J.K (Rowling) I've been (sort of) productive and have even finished (most of) my flashcards of vocabulary words in preparation for the GRE, have gotten my school supplies (three notebooks and one new highlighter), and have made three new (genius mixes) iTunes playlists in anticipation of all the studying I'm going to be doing in the next 10 weeks before I make my triumphant return (for three weeks) to the states to celebrate Washington's crossing of the Delaware (FREEDOM!).
I'm gonna go ahead and say that any post without a George Washington reference is a lost post
Anyway, today is my first day of graduate school. I've only had 1 out of my 3 classes (The Late Bronze Age Aegean), but I can say this with all the certainty of my 23 years of experience on this world: graduate students are possibly the worst humans. We are walking contradictions of what we wanted to be when we were little kids and exhibit all the telltale signs of people who are trying so hard to accomplish something first and best that you can literally see the fire in our eyes. Granted, that could be the reflection of the fire we have just started at the library to avoid a deadline, but that is neither here nor there. We walk around with our various forms of carrying cases containing computers, text books that we refuse to return to the library even though eight other students are waiting to photocopy the same article for class tomorrow, notebooks, half eaten breakfast bars, silenced cellphones, and empty glasses cases cause we (I) have forgotten the actual lenses at home.
Reasonable Person: Katie, you've been a graduate student for three hours. Give me a break with your cynicism.
Katie: YOU DON'T EVEN KNOW ME! WHERE THE HELL IS MY TEXT?!
My favorite thing that I have experienced today is the "graduate nod". I saw it once or twice during some anthropology seminars at NU that graduate students sat in on, but I had not, until an hour ago, experienced it with such vigor and in such high numbers. Definition of the graduate nod: a slow and steady nodding of the head as professors or colleagues talk to you so that they know for sure that you're not only following what you're saying, but that you really understand whatever it is they're saying to you with your whole soul. This is the graduate school equivalent of that dude in your 150 person lecture that couldn't keep his hand down cause he just had, HAD to tell the professor that when he went to Italy with his family last summer he saw Michaelangelo's David and noticed that if you get under the statue itself his expression changes to one of fear instead of quiet contemplation. All those kids are now in graduate school.
Pictured: a young Katie-type nerd who wouldn't shut up and put her hand down in lecture cause she had to tell the professor that she visited the Francthi cave and totally knows what he's talking about. She'll learn the graduate nod soon, though.
I'm actually sitting in the archaeology common room right now and it's full of people who are on their lunch break and could be spying on me so I keep surreptitiously clicking back to the other tab I have opened on my browser (ESPN) so that people won't know the horrifying truth: I'm a blogger.
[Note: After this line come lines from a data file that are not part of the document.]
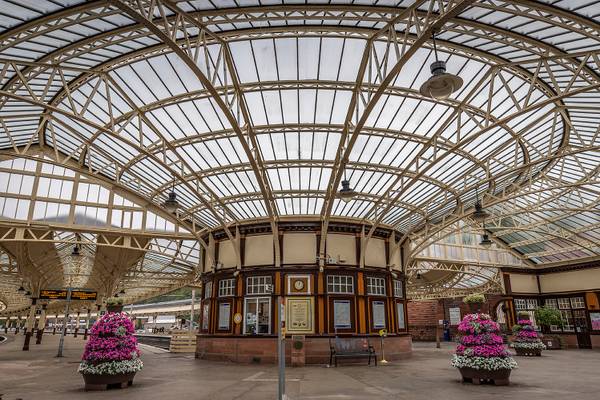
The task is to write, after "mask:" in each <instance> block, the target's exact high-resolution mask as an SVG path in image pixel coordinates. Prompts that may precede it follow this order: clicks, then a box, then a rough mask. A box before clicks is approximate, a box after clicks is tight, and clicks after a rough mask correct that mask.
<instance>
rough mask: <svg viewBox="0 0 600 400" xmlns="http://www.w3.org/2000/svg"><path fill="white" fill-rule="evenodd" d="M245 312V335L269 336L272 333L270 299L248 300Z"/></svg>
mask: <svg viewBox="0 0 600 400" xmlns="http://www.w3.org/2000/svg"><path fill="white" fill-rule="evenodd" d="M244 310H245V312H244V316H245V317H244V334H246V335H268V334H270V333H271V298H270V297H249V298H246V299H245V302H244Z"/></svg>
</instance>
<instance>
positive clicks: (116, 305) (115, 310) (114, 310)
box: [106, 304, 123, 312]
mask: <svg viewBox="0 0 600 400" xmlns="http://www.w3.org/2000/svg"><path fill="white" fill-rule="evenodd" d="M106 311H107V312H121V311H123V304H114V305H107V306H106Z"/></svg>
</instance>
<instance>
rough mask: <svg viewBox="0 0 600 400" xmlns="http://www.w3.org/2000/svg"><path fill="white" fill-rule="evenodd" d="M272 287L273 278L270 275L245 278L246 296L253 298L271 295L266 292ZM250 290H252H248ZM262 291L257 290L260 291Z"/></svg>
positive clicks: (257, 275)
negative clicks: (259, 295) (260, 296)
mask: <svg viewBox="0 0 600 400" xmlns="http://www.w3.org/2000/svg"><path fill="white" fill-rule="evenodd" d="M269 286H270V287H273V277H271V275H256V276H249V277H247V278H246V295H248V296H255V295H263V294H271V292H270V291H269V290H268V289H269ZM250 288H252V290H250ZM261 288H262V290H259V289H261Z"/></svg>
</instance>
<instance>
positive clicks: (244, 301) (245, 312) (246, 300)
mask: <svg viewBox="0 0 600 400" xmlns="http://www.w3.org/2000/svg"><path fill="white" fill-rule="evenodd" d="M265 299H266V300H268V301H269V308H268V310H269V330H268V332H266V333H256V335H270V334H271V323H272V322H273V315H272V314H273V313H272V304H271V297H267V296H250V297H245V298H244V330H243V334H244V335H251V334H250V333H246V328H247V326H246V324H247V310H248V301H256V311H257V314H256V326H257V327H258V302H259V301H260V300H265Z"/></svg>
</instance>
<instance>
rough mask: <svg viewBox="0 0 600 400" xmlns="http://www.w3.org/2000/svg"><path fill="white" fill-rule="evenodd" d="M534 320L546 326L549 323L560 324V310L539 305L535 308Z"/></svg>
mask: <svg viewBox="0 0 600 400" xmlns="http://www.w3.org/2000/svg"><path fill="white" fill-rule="evenodd" d="M535 320H536V321H537V323H538V325H541V326H545V327H548V326H550V325H557V326H562V325H563V322H562V318H561V317H560V311H558V310H557V309H555V308H550V307H546V306H544V307H540V308H538V309H536V310H535Z"/></svg>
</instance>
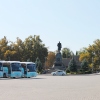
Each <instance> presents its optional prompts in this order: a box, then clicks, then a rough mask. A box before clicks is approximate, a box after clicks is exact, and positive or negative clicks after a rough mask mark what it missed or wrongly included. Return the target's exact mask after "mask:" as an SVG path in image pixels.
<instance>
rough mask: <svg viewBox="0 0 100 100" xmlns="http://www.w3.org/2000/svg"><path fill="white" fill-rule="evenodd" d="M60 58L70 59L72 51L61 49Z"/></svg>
mask: <svg viewBox="0 0 100 100" xmlns="http://www.w3.org/2000/svg"><path fill="white" fill-rule="evenodd" d="M62 57H63V58H71V57H72V51H71V50H70V49H69V48H63V49H62Z"/></svg>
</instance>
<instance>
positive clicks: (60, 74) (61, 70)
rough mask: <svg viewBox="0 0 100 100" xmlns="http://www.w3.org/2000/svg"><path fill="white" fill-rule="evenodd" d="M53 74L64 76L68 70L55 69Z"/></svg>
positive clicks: (58, 75)
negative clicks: (60, 69) (55, 69)
mask: <svg viewBox="0 0 100 100" xmlns="http://www.w3.org/2000/svg"><path fill="white" fill-rule="evenodd" d="M51 74H52V75H53V76H56V75H57V76H64V75H66V72H65V71H63V70H58V71H55V72H52V73H51Z"/></svg>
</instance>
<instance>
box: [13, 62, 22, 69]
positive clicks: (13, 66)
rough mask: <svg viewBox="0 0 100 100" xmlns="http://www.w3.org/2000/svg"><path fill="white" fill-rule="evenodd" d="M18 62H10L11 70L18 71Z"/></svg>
mask: <svg viewBox="0 0 100 100" xmlns="http://www.w3.org/2000/svg"><path fill="white" fill-rule="evenodd" d="M20 67H21V66H20V63H11V68H12V71H20Z"/></svg>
Who loves run-on sentences. Woof.
Well, it's off to Themes, Thought, and Theory in World Archaeology. And then Early Egypt and Sudan from 10,000 BC. And I'm pretty sure someone just melted plastic in the microwave cause it smells like a glue-gun in here. I feel like George Bluth, sr. after he spent too long in the hot tub.
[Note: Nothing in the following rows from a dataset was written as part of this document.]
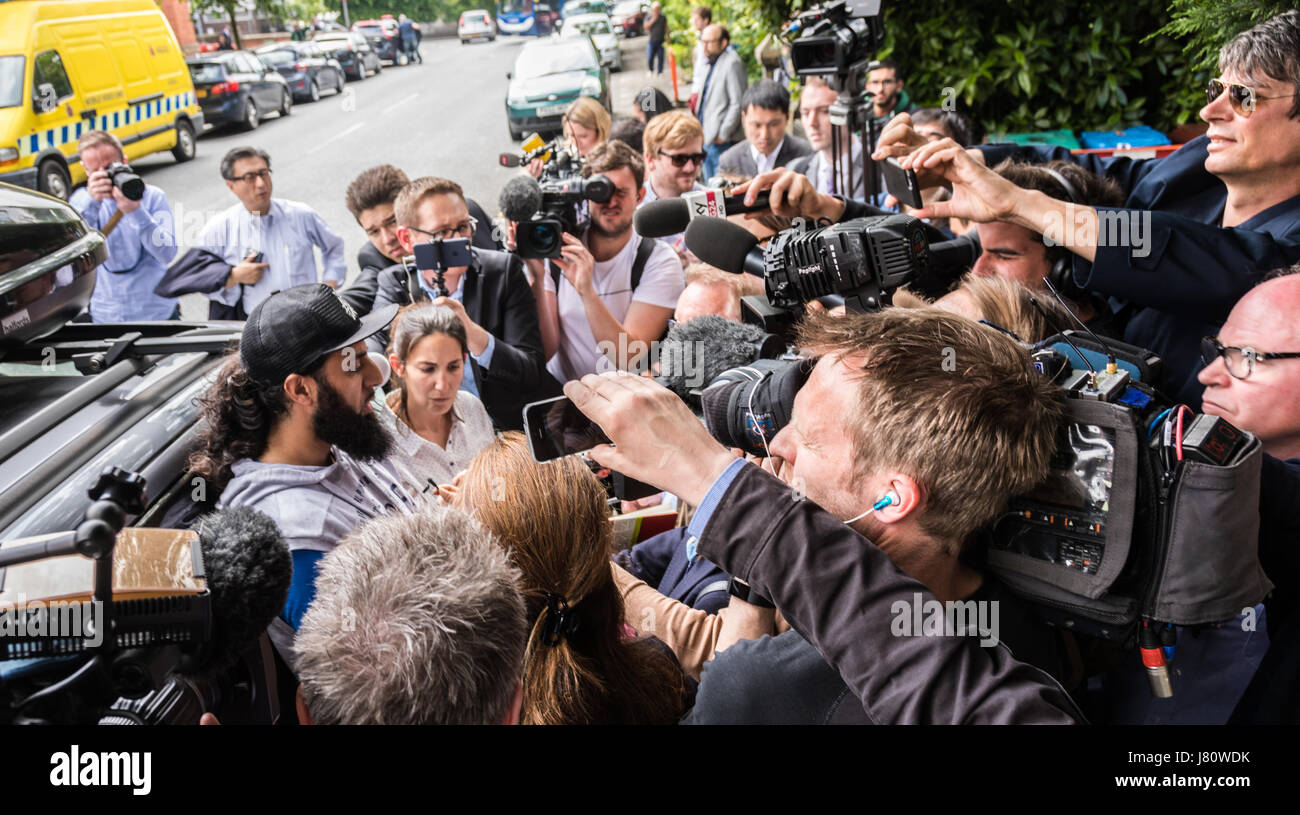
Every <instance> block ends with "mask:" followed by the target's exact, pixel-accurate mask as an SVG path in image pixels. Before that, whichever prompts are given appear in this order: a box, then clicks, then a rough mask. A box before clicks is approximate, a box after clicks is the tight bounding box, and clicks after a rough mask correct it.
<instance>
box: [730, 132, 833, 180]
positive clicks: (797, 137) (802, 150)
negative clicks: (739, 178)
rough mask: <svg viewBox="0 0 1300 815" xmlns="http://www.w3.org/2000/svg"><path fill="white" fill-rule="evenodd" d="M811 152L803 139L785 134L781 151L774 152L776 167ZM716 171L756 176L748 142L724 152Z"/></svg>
mask: <svg viewBox="0 0 1300 815" xmlns="http://www.w3.org/2000/svg"><path fill="white" fill-rule="evenodd" d="M811 152H813V146H811V144H809V143H807V142H806V140H805V139H801V138H798V136H792V135H790V134H785V140H784V142H781V149H779V151H776V166H785V165H788V164H789V162H790V161H794V160H796V159H798V157H801V156H807V155H809V153H811ZM718 169H720V170H722V172H724V173H736V174H738V175H748V177H750V178H753V177H754V175H757V174H758V165H755V164H754V156H753V153H750V152H749V142H737V143H736V144H733V146H732V147H731V148H729V149H728V151H727V152H724V153H723V155H722V157H719V159H718Z"/></svg>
His wisdom defined a generation.
Currently listening to: Bob Dylan The Bootleg Series 3
Currently reading: The Girl Who Played With Fire by Stieg Larsson
Currently craving: For Harry Potter to stop being such a tease and show himself already. I know he's around here somewhere. Jeez!
Ladies and Gentlemen, I give you: the internet.
....but seriously Harry. Enough with this coy game of cat-and-mouse.
Peace, love, and awkward pictures on the internet that I can't help but enjoy.